Center director, Atsushi Iwama, says their work covers a wide spectrum, from basic to clinical research. Yet despite different researchers adopting different approaches, they all work in a collaborative manner, holding regular group meetings and retreats where new data are discussed and new alliances forged.
Collaborative partnerships around the world
The Integrated Research Center is also looking further afield to create a cross-disciplinary research network that spans the globe. It has already formed partnerships with other leading stem cell research groups in Japan, Singapore and the United States, and it hopes to build more international connections in the future.
One of those partnerships is with Kyoto University’s Center for iPS Cell Research and Application, where Koji Eto has worked for years developing a protocol for making platelets from reprogrammed stem cells. Last year, Chiba University recruited Eto to join its new center.

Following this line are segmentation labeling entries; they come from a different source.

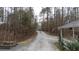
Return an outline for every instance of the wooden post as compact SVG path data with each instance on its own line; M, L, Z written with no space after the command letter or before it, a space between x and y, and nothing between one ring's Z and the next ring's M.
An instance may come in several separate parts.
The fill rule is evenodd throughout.
M72 28L72 31L73 31L73 39L75 38L75 35L74 35L74 28Z

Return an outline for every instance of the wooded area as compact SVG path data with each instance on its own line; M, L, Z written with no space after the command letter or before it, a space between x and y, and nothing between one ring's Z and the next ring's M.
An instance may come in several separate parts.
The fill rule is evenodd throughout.
M42 30L58 35L59 26L79 20L79 7L43 7L40 15L43 18ZM67 33L68 36L72 34L70 29L63 31L65 36L67 36Z
M0 42L20 42L34 35L36 19L32 7L0 7Z

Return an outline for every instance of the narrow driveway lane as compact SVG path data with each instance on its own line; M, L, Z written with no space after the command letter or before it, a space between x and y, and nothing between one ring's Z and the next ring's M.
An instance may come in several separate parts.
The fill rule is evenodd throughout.
M54 44L57 41L57 37L38 31L32 43L28 45L19 44L11 48L10 51L58 51L59 49Z

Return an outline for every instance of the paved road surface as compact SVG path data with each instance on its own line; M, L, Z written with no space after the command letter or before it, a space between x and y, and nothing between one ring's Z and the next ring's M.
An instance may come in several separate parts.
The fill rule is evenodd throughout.
M55 42L58 41L57 37L48 35L42 31L37 32L37 36L34 41L30 44L19 44L16 47L9 49L9 51L58 51L59 49L55 46ZM0 49L8 50L8 49Z

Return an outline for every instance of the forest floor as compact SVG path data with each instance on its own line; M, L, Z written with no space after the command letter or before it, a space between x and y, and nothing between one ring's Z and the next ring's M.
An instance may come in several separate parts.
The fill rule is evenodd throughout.
M37 31L37 35L28 41L19 42L16 47L11 49L0 49L1 51L59 51L55 43L58 37L48 35L43 31Z

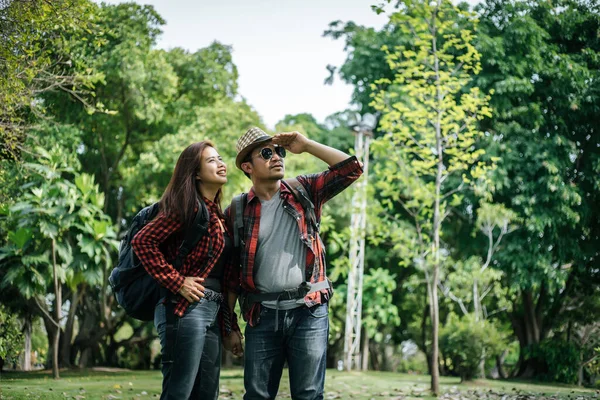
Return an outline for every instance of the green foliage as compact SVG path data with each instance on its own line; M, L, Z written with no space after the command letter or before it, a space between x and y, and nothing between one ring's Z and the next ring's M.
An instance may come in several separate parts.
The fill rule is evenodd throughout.
M0 249L1 286L18 287L26 298L46 294L53 255L61 282L76 286L87 279L97 284L103 275L95 271L111 265L117 246L110 220L102 212L104 196L93 177L64 165L66 158L58 147L38 151L42 164L26 165L31 177L20 201L10 208L11 230ZM74 183L63 174L73 174Z
M77 57L78 38L102 43L87 0L8 1L0 9L0 159L18 160L35 118L46 114L40 97L65 92L91 106L91 90L102 79ZM92 34L93 33L93 34Z
M17 316L0 304L0 359L13 362L23 351L23 334Z
M560 339L547 339L525 351L528 359L538 363L538 379L577 383L579 349L576 344Z
M463 381L473 379L486 357L495 357L506 347L505 338L491 321L473 315L450 314L440 332L440 350Z

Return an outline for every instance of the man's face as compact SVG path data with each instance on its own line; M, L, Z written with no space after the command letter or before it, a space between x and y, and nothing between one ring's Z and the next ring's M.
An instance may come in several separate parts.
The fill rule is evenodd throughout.
M279 180L283 179L285 165L283 157L285 149L272 143L265 143L256 147L250 153L250 162L244 163L244 171L252 175L253 180Z

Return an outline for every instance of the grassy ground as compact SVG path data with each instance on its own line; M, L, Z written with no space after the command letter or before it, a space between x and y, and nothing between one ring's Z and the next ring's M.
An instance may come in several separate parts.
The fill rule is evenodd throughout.
M62 371L55 381L48 371L5 372L0 375L0 399L151 399L158 398L161 376L157 371ZM222 372L219 399L241 399L242 370ZM325 399L432 399L428 376L387 372L327 371ZM441 379L442 399L598 399L600 393L560 385L515 381L475 381L460 384ZM290 398L287 374L278 398Z

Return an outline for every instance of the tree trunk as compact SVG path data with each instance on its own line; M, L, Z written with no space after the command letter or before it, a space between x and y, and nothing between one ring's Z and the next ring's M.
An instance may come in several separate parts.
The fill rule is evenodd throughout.
M496 356L496 368L501 379L508 378L508 375L506 375L506 371L504 370L504 360L506 359L507 354L508 350L504 350L502 354Z
M425 308L423 309L423 318L421 319L421 347L423 349L423 353L425 354L425 359L427 360L427 372L429 375L431 375L431 354L427 350L427 315L429 315L429 298L427 299L427 304L425 304Z
M440 210L441 200L441 187L442 187L442 174L445 169L444 166L444 151L442 147L442 100L443 95L440 88L440 65L437 52L437 26L436 19L438 17L438 11L442 5L441 0L437 0L437 6L433 10L431 15L431 42L432 42L432 55L434 59L434 71L435 71L435 93L436 93L436 121L435 121L435 149L437 152L437 171L435 175L435 197L433 199L433 249L432 255L434 258L433 265L433 276L431 279L431 392L435 396L440 394L440 376L439 376L439 311L440 307L438 304L438 280L440 272L440 231L442 225L442 215Z
M21 366L23 371L31 371L31 328L31 317L26 317L23 326L23 333L25 334L25 349L23 365Z
M362 368L363 371L369 370L369 335L367 330L363 328L363 351L362 351Z
M52 377L54 379L59 379L58 372L58 350L60 344L60 317L61 317L61 307L62 307L62 293L61 293L61 285L58 280L58 275L56 272L56 242L52 239L52 274L54 276L54 296L55 296L55 304L54 304L54 312L57 326L55 327L54 333L54 346L52 348Z
M73 362L71 355L72 343L73 343L73 329L75 327L75 315L77 307L79 306L79 299L81 298L79 288L71 294L71 304L69 306L69 314L67 316L67 323L65 325L65 332L61 337L60 346L60 362L63 367L70 367Z
M479 379L485 379L485 350L481 355L481 360L479 361Z

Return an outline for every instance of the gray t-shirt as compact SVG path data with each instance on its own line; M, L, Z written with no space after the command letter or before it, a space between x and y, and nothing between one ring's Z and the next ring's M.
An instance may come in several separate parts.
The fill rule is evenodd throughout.
M304 281L306 246L300 240L298 224L283 208L280 192L271 200L261 200L258 248L254 265L256 288L263 293L281 292L298 287ZM275 308L276 301L264 301L264 306ZM299 307L296 300L283 300L279 308Z

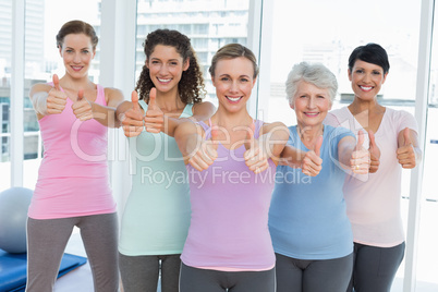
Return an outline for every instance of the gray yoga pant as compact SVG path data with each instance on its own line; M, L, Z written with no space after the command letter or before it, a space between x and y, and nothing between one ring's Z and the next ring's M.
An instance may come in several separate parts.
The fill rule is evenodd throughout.
M276 269L219 271L181 264L180 292L275 292Z
M180 256L180 254L126 256L119 253L120 275L124 291L157 291L161 271L161 292L178 292Z
M348 292L389 292L404 257L405 243L377 247L354 243L354 266Z
M27 219L26 292L53 290L61 258L73 228L81 238L92 268L95 292L119 290L117 214L61 219Z
M353 269L353 253L340 258L304 260L276 254L277 292L346 290Z

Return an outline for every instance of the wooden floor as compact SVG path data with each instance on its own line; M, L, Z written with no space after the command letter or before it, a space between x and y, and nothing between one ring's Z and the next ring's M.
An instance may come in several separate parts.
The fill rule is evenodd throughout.
M402 200L402 212L409 200ZM419 234L416 292L438 292L438 203L422 205L422 228ZM78 230L73 231L66 253L86 256ZM404 263L401 265L391 292L403 291ZM93 292L92 270L88 263L58 279L56 292ZM160 289L158 290L158 292Z

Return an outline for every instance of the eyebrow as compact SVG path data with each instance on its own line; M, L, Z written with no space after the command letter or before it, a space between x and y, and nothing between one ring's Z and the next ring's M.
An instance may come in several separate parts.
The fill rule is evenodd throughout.
M157 58L157 57L153 57L153 58L150 58L150 60L160 60L160 61L161 61L161 59L160 59L160 58ZM179 60L178 60L178 59L170 59L170 60L168 60L168 61L178 62Z

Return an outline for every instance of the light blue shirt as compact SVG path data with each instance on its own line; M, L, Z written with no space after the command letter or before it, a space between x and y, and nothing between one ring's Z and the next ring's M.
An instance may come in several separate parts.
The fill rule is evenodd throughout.
M289 145L308 151L290 126ZM339 166L338 144L354 134L325 125L320 148L323 170L308 177L301 169L277 167L269 210L273 250L297 259L331 259L353 252L353 235L345 212L342 186L345 170Z

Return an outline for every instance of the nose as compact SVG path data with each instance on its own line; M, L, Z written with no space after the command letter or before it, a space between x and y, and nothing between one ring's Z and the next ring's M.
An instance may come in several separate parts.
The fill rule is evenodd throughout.
M315 98L314 98L314 97L311 97L311 98L308 99L308 102L307 102L307 108L313 109L313 108L315 108L315 105L316 105Z
M370 76L369 74L365 74L365 75L364 75L363 81L364 81L365 83L370 82L370 80L372 80L372 76Z
M75 62L75 63L81 63L81 54L75 53L75 54L74 54L73 62Z
M162 64L160 66L159 73L166 75L168 72L169 72L168 66L166 64Z
M236 93L238 90L239 90L238 82L234 81L231 83L230 92Z

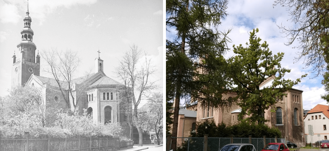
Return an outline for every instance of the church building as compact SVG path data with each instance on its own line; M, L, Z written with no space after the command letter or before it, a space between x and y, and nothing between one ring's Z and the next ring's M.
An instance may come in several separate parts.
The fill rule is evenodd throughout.
M29 16L28 4L23 21L24 26L21 31L21 40L17 46L18 51L14 52L13 57L12 88L28 85L41 88L44 102L47 107L66 107L67 103L63 98L69 98L69 106L73 110L73 99L70 94L69 95L68 83L66 81L59 82L64 90L63 95L54 79L40 75L40 57L38 52L36 56L37 46L33 41L34 33L31 28L32 20ZM122 107L120 106L122 96L119 89L124 85L106 76L104 72L103 61L99 57L96 58L93 73L71 81L70 86L73 97L75 101L79 100L74 103L81 113L83 109L87 109L88 114L95 122L104 124L123 123L126 116L120 109ZM83 88L86 83L88 84L87 87ZM122 126L124 127L125 125Z

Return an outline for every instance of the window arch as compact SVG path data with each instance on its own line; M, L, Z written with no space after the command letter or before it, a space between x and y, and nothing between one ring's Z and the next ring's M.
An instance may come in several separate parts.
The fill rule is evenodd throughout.
M194 131L195 130L195 127L196 125L196 123L195 122L193 122L192 123L192 130Z
M280 108L278 108L276 112L276 124L282 124L282 109Z
M92 118L92 108L91 107L89 107L87 110L87 115L89 116L89 117Z
M104 123L111 123L112 120L112 108L108 106L104 108Z
M293 121L295 123L295 125L298 125L298 109L297 108L295 108L293 110Z

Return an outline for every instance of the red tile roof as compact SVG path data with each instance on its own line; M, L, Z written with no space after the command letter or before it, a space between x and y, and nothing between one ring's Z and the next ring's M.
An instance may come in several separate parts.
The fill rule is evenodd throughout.
M313 113L322 112L324 115L329 119L329 106L324 105L317 104L315 107L311 109L311 110L307 112L307 114Z

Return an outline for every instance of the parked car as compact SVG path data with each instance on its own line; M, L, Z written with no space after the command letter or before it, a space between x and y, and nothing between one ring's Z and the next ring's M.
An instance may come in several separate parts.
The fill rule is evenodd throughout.
M244 143L229 144L222 147L219 151L256 151L252 144Z
M289 141L287 141L287 146L289 148L297 148L297 145L296 144L291 142Z
M320 145L321 148L329 148L329 140L323 140L321 141L321 143Z
M289 151L289 148L283 143L273 142L268 143L262 151Z

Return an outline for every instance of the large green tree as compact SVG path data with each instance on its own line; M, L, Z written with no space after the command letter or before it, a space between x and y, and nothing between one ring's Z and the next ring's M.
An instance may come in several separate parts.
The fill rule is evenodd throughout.
M173 37L167 37L166 45L166 99L167 101L174 100L173 137L177 136L181 99L218 107L232 104L222 99L226 87L227 67L222 54L227 49L228 32L218 29L227 15L228 2L166 1L166 28L175 32ZM173 139L171 143L174 151L176 141Z
M240 100L237 104L242 109L240 119L248 115L250 116L247 120L259 123L265 122L264 110L286 96L285 92L300 82L300 79L293 81L283 78L286 73L290 72L290 69L281 66L280 62L284 53L272 55L266 41L260 43L261 39L256 35L258 32L258 28L250 32L246 47L241 44L233 45L236 55L228 61L232 69L230 85L232 90L237 94L235 99ZM261 87L261 84L268 78L273 78L272 84Z

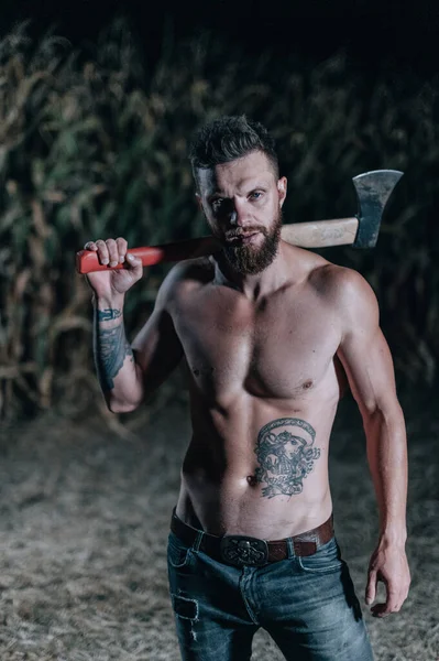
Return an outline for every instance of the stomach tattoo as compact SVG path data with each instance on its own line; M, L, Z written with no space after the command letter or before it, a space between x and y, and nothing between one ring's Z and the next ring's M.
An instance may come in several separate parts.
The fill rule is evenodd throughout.
M254 449L260 464L254 476L266 485L263 496L301 494L304 479L320 456L315 438L315 429L299 418L279 418L262 427Z

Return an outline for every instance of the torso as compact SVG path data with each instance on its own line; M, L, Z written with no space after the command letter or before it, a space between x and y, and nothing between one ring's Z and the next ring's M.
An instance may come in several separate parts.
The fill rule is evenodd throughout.
M211 534L283 539L332 510L328 446L341 329L322 258L265 300L215 283L194 260L171 314L187 364L193 437L177 516Z

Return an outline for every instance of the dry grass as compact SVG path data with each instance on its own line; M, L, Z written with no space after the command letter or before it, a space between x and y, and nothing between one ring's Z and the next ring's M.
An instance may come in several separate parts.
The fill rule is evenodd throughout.
M410 395L405 405L413 586L398 615L365 614L376 661L439 654L439 419L430 403L419 408ZM165 548L189 421L178 404L129 415L127 426L123 440L96 416L72 425L47 413L2 435L2 661L178 661ZM345 401L330 469L338 537L360 598L376 531L362 438ZM282 659L262 630L253 650L254 661Z

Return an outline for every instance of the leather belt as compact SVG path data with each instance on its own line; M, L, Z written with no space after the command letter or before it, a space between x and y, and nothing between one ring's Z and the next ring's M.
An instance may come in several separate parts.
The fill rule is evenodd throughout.
M288 557L288 540L292 541L295 555L314 555L322 544L333 537L333 517L317 528L295 534L284 540L266 541L246 535L218 537L188 525L173 510L171 530L182 542L191 546L202 533L198 550L215 560L235 566L262 566L268 562L277 562Z

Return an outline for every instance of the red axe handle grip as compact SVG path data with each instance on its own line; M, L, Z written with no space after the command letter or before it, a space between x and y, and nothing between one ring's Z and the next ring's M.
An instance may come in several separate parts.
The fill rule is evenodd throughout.
M176 241L164 246L151 246L145 248L130 248L128 254L134 254L142 260L144 267L152 267L165 261L179 261L202 254L211 254L219 249L219 243L213 237L200 237L186 241ZM108 271L123 269L125 263L117 267L100 264L98 256L94 250L79 250L76 253L76 270L78 273L91 273L94 271Z
M355 216L334 220L316 220L315 223L294 223L283 226L282 238L288 243L301 246L303 248L345 246L354 242L358 227L359 220ZM180 261L202 257L204 254L212 254L220 248L219 241L209 236L163 246L131 248L128 252L131 252L134 257L140 257L144 267L152 267L165 261ZM124 263L117 267L100 264L94 250L79 250L76 253L76 270L78 273L85 274L92 271L123 269L124 267Z

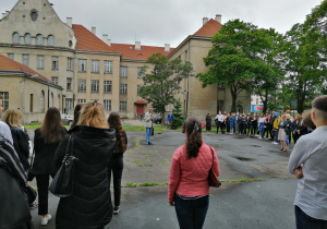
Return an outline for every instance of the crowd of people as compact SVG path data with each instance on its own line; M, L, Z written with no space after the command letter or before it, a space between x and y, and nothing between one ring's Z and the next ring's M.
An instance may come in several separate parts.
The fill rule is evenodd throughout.
M216 133L237 134L240 136L257 136L261 140L270 140L272 144L280 144L280 150L287 152L290 143L294 144L300 136L315 130L315 124L311 120L311 110L303 114L298 113L293 118L287 112L270 113L227 113L221 112L215 118ZM213 118L210 113L206 116L205 126L207 134L211 132Z
M152 144L150 112L149 109L145 114L147 144ZM36 179L38 190L40 224L47 225L51 220L49 181L69 150L76 158L73 194L60 197L56 228L89 229L108 225L112 214L120 213L123 153L128 145L119 113L111 112L106 120L104 106L97 100L77 105L74 121L66 130L60 111L49 108L41 128L35 130L33 162L28 162L29 138L21 124L22 117L21 111L8 109L0 121L0 228L34 228L29 208L37 207L37 203L24 194L33 179ZM276 111L269 116L219 112L215 123L217 133L220 129L222 134L270 138L274 144L280 142L280 150L284 152L293 140L295 146L288 169L299 178L294 203L296 228L327 228L327 96L317 97L312 103L312 110L295 119ZM216 177L220 174L215 149L202 138L203 124L198 118L189 118L184 122L185 144L174 152L169 172L168 203L174 206L182 229L203 228L209 207L208 174L209 171ZM209 132L209 113L205 126Z

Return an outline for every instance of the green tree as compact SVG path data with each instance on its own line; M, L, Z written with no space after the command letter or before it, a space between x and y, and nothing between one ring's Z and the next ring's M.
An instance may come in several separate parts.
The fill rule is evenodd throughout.
M173 109L172 109L172 114L173 114L173 120L171 123L171 129L175 130L180 126L182 126L182 124L185 121L185 118L182 113L182 103L180 99L175 100L174 105L173 105Z
M255 29L257 27L253 24L240 20L227 22L211 38L213 48L204 58L208 71L196 75L204 87L219 83L230 88L232 112L237 110L239 94L253 77L252 53L258 40L253 33Z
M166 106L177 100L181 81L193 76L193 67L189 61L183 63L180 58L169 61L161 53L150 56L147 63L153 64L154 69L143 77L144 86L140 95L153 105L155 112L165 117ZM143 67L140 74L144 74L147 69L147 65Z

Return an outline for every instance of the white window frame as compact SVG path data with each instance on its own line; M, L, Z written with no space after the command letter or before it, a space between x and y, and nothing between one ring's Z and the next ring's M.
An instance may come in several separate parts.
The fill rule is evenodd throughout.
M112 93L112 81L104 81L104 93Z
M105 60L105 74L112 73L112 61Z
M98 93L99 92L99 81L98 80L92 80L90 81L90 92L92 93Z

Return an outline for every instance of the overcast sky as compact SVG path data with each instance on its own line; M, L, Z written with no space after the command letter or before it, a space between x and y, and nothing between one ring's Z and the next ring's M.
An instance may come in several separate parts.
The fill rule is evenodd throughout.
M32 1L32 0L29 0ZM203 24L204 16L222 15L222 24L240 19L258 27L280 33L302 23L323 0L49 0L60 19L73 17L74 24L97 36L108 34L112 43L177 47ZM0 0L0 13L17 0Z

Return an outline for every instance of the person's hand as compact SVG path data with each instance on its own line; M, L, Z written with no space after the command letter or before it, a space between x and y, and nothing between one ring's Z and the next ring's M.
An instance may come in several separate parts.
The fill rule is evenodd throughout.
M298 179L303 178L302 165L294 169L294 174Z

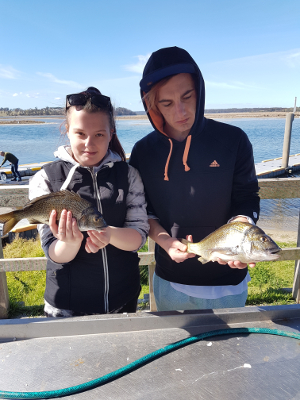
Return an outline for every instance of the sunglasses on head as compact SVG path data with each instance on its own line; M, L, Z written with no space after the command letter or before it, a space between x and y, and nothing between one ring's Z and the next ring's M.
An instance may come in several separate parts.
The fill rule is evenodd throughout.
M66 109L71 106L85 106L88 99L91 99L91 103L97 107L108 108L110 111L112 109L110 97L90 92L68 94L66 98Z

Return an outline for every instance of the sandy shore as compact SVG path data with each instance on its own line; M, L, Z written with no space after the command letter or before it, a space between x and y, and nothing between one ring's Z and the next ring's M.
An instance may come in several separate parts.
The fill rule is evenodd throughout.
M286 112L236 112L236 113L205 113L206 118L210 119L236 119L236 118L286 118ZM22 123L29 123L28 121L24 121L25 117L13 117L11 120L14 121L14 123L17 123L16 121L20 121L20 124ZM30 118L30 116L29 116ZM51 120L51 119L64 119L63 115L51 115L51 116L31 116L31 118L34 119L46 119L46 120ZM295 113L295 118L300 118L300 112ZM5 119L9 119L9 117L5 117ZM0 124L1 125L11 125L11 122L5 121L0 118ZM28 119L28 117L27 117ZM116 116L117 120L122 120L122 119L148 119L147 115L118 115ZM35 123L34 121L30 121L31 123ZM37 122L40 123L40 122ZM46 122L48 123L48 122Z
M286 112L240 112L240 113L205 113L205 117L217 118L286 118ZM300 113L295 113L295 118L299 118ZM147 115L123 115L116 119L147 119Z

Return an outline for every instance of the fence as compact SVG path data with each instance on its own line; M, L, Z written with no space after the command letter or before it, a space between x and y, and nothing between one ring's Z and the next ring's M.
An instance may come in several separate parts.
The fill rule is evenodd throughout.
M260 179L260 197L262 199L300 198L300 178ZM28 186L1 187L0 207L23 207L28 201ZM299 215L300 220L300 215ZM152 277L155 268L154 242L149 239L148 252L139 252L140 265L148 265L150 311L156 311L153 295ZM293 297L300 301L300 223L298 222L298 238L296 248L286 248L280 253L279 260L296 260L293 283ZM278 261L279 261L278 260ZM2 241L0 240L0 318L7 318L9 296L6 272L38 271L46 269L46 258L14 258L3 259Z

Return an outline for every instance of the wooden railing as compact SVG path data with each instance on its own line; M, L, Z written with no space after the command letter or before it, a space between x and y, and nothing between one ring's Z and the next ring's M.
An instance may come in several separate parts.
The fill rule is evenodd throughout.
M300 198L300 178L260 179L260 197L262 199ZM28 186L1 187L0 207L23 207L28 201ZM153 295L152 277L155 268L154 242L149 239L148 252L139 252L140 265L148 265L150 311L156 311ZM296 248L286 248L280 253L279 260L296 260L293 284L293 297L300 301L300 224ZM7 318L9 296L6 282L6 272L37 271L46 269L46 258L13 258L3 259L2 241L0 240L0 318Z

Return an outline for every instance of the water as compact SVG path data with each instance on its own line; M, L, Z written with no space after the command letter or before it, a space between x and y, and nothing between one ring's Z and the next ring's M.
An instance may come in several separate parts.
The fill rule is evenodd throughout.
M26 119L34 120L27 117ZM60 133L62 119L39 119L50 122L37 125L0 125L0 150L9 151L19 158L20 164L54 160L53 152L67 143ZM253 146L254 161L259 163L282 156L285 119L241 118L220 121L243 129ZM152 130L146 119L118 120L117 132L125 153L134 143ZM293 122L290 154L300 153L300 118ZM300 199L262 200L259 225L266 229L298 229Z

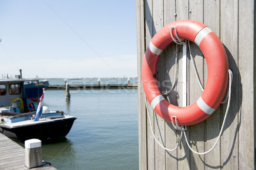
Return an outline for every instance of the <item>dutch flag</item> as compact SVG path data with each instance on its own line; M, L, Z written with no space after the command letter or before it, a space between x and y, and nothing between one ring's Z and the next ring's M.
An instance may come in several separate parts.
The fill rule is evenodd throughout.
M40 98L40 101L39 102L39 104L38 104L38 107L36 111L35 121L38 121L38 120L39 120L39 118L41 118L41 116L42 116L42 113L43 113L43 104L44 103L44 93L45 90L45 88L43 89L43 94Z

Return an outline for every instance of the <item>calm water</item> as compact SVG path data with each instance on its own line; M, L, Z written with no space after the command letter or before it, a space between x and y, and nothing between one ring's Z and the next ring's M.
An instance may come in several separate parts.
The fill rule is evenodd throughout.
M139 169L137 89L47 90L44 105L77 118L64 141L42 145L58 170Z
M40 79L42 80L42 79ZM49 78L47 79L51 85L64 84L64 78ZM82 78L79 79L69 79L67 83L70 84L98 84L98 78ZM126 84L128 83L128 78L100 78L100 83L102 84ZM137 78L131 78L130 83L137 84Z

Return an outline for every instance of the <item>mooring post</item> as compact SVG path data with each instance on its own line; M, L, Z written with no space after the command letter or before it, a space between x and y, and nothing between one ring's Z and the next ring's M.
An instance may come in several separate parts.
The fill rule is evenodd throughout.
M66 95L65 97L66 99L70 100L70 94L69 92L69 84L68 83L66 84Z
M32 168L42 165L41 142L32 139L25 141L25 166Z

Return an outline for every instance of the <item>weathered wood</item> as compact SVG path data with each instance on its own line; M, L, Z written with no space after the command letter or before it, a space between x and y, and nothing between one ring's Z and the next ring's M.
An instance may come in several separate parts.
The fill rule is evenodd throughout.
M163 11L169 12L168 13L164 12L163 14L165 26L176 20L176 17L174 16L174 14L176 12L176 6L174 5L175 4L175 0L164 1ZM159 74L164 75L162 76L162 80L158 79L160 82L165 82L163 83L163 84L162 83L160 88L160 90L163 91L163 93L169 91L174 83L175 71L175 51L176 45L175 43L169 45L163 51L163 54L158 61L159 66L157 67L157 69L159 70ZM176 90L175 90L174 92L165 97L170 103L176 105L177 95L175 91ZM180 132L177 130L175 130L172 124L168 122L166 122L165 128L166 147L167 148L173 149L176 147L176 144L180 139ZM180 149L178 148L178 150L179 149ZM178 158L177 152L177 150L166 152L166 170L177 169L177 160L178 160Z
M189 2L189 19L204 23L204 1L198 0ZM188 104L189 105L195 103L202 94L202 89L196 81L197 77L194 70L192 60L194 60L201 83L204 84L204 58L200 48L194 43L191 43L191 57L188 61ZM189 55L189 52L188 55ZM206 122L204 121L195 125L190 128L190 141L192 144L191 147L198 152L205 150ZM190 152L190 168L191 169L204 169L204 156L198 156Z
M225 130L221 138L221 167L224 169L239 169L238 153L238 115L239 101L238 84L239 72L237 69L237 62L239 60L238 40L238 1L233 3L224 0L221 3L221 40L226 47L226 52L229 59L229 67L233 72L233 83L232 84L232 95L230 111L225 124ZM233 42L233 43L230 43ZM224 117L227 104L222 105L221 122ZM235 157L234 157L235 156Z
M142 16L139 17L140 14L137 12L137 21L138 18L141 19L141 23L137 23L137 28L140 28L140 31L137 31L140 32L137 35L137 43L141 43L138 47L142 46L145 50L145 46L157 31L172 22L187 19L197 20L204 23L219 37L227 54L229 68L234 75L231 103L224 132L215 148L204 156L198 156L190 151L184 138L176 151L163 151L151 135L145 115L144 95L141 89L138 95L139 136L142 137L139 147L140 150L146 150L147 154L140 155L140 169L143 167L141 169L255 169L256 14L254 11L254 1L145 0L143 3L141 0L137 0L137 4L145 5L143 14L145 15L145 20L142 21ZM141 8L140 10L142 11ZM143 27L145 29L143 33ZM157 66L157 79L163 93L170 89L174 82L175 46L175 43L171 43L163 50ZM192 58L195 59L200 80L204 86L207 80L206 63L198 47L192 43L191 49ZM143 82L140 81L141 81L144 54L141 47L138 51L138 86L140 83L142 88ZM164 96L170 103L178 106L182 104L182 51L180 51L177 86L173 92ZM187 55L189 55L188 52ZM187 60L188 105L196 101L202 93L191 59L188 57ZM147 104L154 133L159 138L158 140L167 148L174 148L180 131L174 130L171 124L158 115L154 115L153 109ZM188 127L187 136L193 149L203 152L212 148L219 134L227 107L227 103L221 104L207 120ZM143 118L140 123L141 115ZM146 137L145 134L140 134L142 133L145 133Z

And while Eto will maintain a lab in Kyoto, where he plans to run the first human trial of platelets derived from stem cells, he hopes to expand the study to include patients needing transfusions at Chiba University Hospital.
Other notable members of the Integrated Research Center include Koutaro Yokote, a leading expert on a form of progeria known as Werner syndrome, and Chiaki Nakaseko, a world leader on a rare plasma cell disorder called POEMS syndrome. Yokote is making stem cells from patients with Werner syndrome to better understand the disease and find new drugs, while Nakaseko is focused on developing new kinds of transplantation therapies from stem cells derived from bone marrow.
These and many other world-renowned investigators make the new Chiba center an ideal place to work and train the next generation of scientists. “We hope to recruit many young people interested in stem cell research and clinical translation,” Iwama says.